It was close quarters on Sparky, where 10 of us now shared space that had previously been packed with half that number. Sparky’s crew welcomed us with a biblical generosity, if not killing the fatted calf, then giving us the first and largest servings of Trader Joe’s steaming Asian chicken stew. They, too, had had an eventful trip. Their toilet broke during the race, and on the return, the radar antenna had pulled free from the mast, forcing Rob, an ardent rock climber, to shinny up the mast and reattach it in the same high winds we had recently come through.

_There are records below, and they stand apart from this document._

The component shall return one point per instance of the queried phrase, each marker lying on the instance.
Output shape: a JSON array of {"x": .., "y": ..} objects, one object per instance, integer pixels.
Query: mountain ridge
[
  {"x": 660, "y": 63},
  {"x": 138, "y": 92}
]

It’s a motley crew. Rob, the captain, left his Cranston, Rhode Island, birthplace in his late teens, heading for the oil fields of the Southwest and eventually building a successful oil-and-gas company in Midland, Texas. (“We’ve been fracking safely for 60 years.”). Jack, Rob’s childhood friend who never left Cranston, a housepainter whose left foot is curled from years of stretching out from a ladder, who told funny yet heartfelt stories in an incomprehensible New England-Irish accent – to wit: “How many potatoes does it take to kill an Irishman?” The answer, of course, is “none.”
Eric, a quiet physician and solitary sailor who has spent his career studying the human brain at the National Institutes of Health. And Bob and Nancy, relative newlyweds – Bob, the brilliant helmsman who doubled as short-order chef; Nancy, who nursed both our wounds and our psyches.
We headed toward Marion, an allegory of generosity.